Study suggests genetic factors associated with common fears

April 7, 2008

Genetic factors that are associated with fears appear to change as children and adolescents age, with some familial factors declining in importance over time while other genetic risk factors arise in adolescence and adulthood, according to a report in the April issue of Archives of General Psychiatry, one of the JAMA/Archives journals.

The nature of common fears changes during childhood and adolescent development, according to background information in the article. Two hypotheses have been proposed regarding genetic risk factors for these fears.

“The ‘developmentally stable’ hypothesis predicts that a single set of genetic risk factors impacts the level of fears at age 8 years and these same genes constitute the only genetic influences on fear-proneness throughout development,” the authors write. “By contrast, the ‘developmentally dynamic’ hypothesis predicts that genetic effects on fear-proneness will vary over time.”

Kenneth S. Kendler, M.D., of the Virginia Commonwealth University School of Medicine, Richmond, and colleagues studied 2,490 twins born in Sweden between 1985 and 1986. The twins were assessed for their level of fear four times: at age 8 to 9 by a questionnaire mailed to parents, at ages 13 to 14 and 16 to 17 with questionnaires mailed to twins and parents and at age 19 to 20 with questionnaires only to the twins.

Fears naturally divided into three categories: situational fears (such as fear of closed spaces, flying or the dark), animal fears (including rats, dogs and snakes) and blood or injury fears (fears of dentists, injections and blood).
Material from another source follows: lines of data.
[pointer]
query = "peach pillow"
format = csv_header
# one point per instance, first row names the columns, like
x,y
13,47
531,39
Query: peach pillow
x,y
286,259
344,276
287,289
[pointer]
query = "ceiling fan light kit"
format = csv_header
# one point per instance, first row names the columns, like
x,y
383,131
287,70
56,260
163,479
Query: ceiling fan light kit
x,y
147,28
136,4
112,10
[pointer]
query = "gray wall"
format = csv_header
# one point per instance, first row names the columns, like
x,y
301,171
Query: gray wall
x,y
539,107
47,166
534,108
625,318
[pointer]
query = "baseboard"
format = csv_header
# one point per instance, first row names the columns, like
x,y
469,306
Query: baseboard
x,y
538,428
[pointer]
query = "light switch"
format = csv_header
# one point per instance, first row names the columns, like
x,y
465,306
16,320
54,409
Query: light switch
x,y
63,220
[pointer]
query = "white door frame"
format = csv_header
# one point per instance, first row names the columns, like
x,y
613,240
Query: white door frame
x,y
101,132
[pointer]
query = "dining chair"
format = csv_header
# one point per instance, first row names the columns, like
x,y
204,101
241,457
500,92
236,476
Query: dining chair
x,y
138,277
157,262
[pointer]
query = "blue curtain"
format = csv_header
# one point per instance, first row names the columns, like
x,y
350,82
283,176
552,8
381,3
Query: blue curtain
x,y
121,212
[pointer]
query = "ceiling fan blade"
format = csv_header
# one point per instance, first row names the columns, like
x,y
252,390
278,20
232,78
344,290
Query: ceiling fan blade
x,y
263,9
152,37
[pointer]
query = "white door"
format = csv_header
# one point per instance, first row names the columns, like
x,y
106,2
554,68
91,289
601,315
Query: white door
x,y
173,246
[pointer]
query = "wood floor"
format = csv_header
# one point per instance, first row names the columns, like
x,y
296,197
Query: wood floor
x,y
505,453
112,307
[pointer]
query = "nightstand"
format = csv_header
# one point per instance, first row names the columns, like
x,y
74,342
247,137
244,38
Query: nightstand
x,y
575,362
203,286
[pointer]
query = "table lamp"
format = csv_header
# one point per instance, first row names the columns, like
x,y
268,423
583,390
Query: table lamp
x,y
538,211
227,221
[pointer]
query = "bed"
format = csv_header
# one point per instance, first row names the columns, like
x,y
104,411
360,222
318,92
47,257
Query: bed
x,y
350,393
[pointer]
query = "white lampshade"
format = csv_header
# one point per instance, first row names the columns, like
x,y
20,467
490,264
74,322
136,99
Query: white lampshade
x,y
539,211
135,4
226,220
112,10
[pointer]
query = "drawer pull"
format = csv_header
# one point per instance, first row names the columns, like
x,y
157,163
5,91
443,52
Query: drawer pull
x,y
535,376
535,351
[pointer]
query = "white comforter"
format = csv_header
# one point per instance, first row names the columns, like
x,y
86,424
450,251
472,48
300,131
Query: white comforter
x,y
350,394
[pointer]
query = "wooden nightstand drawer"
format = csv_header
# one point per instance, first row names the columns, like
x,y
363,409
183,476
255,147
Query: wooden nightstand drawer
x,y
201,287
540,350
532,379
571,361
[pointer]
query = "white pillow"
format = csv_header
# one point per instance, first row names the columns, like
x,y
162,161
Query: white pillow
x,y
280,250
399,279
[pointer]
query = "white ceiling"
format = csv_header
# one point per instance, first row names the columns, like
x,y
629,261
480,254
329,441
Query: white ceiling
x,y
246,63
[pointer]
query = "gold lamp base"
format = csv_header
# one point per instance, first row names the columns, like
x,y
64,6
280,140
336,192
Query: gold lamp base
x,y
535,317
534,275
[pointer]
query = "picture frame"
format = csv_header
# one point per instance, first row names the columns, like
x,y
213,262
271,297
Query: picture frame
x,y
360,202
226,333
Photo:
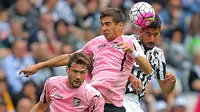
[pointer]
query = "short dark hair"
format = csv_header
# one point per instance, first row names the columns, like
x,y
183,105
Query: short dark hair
x,y
156,23
115,13
79,58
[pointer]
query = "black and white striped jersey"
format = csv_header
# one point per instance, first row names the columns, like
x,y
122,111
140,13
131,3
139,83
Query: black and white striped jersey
x,y
157,61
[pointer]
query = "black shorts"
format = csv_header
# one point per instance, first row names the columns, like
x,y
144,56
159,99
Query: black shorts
x,y
112,108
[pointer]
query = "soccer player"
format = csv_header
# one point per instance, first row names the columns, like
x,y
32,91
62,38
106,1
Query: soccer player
x,y
166,80
113,55
72,93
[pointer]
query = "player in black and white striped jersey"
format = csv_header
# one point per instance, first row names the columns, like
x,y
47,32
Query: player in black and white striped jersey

Overall, genetic factors influenced all three types of fears, but did not remain stable over time. “We identified one set of genetic risk factors that act in childhood and have a steep decline in influence with age,” the authors write. “Furthermore, we see evidence for new sets of genetic risk factors ‘coming on line’ in early adolescence, late adolescence and early adulthood.”

As the twins aged, the effects of their shared environment on their fears diminished and the influence of their individual environment increased. “This is an expected pattern given that adolescence is a time of declining influence of the home environment as individuals spend less time with family and progressively make their own world, spending more time with friends,” the authors write.

Further research is needed to determine the exact mechanisms by which genetics influences fears, they note—for example, if genes influence mental processes such as sensitivity to disgust or are more closely linked to changes in neurobiology, including alterations in the brain circuits through which fear is processed.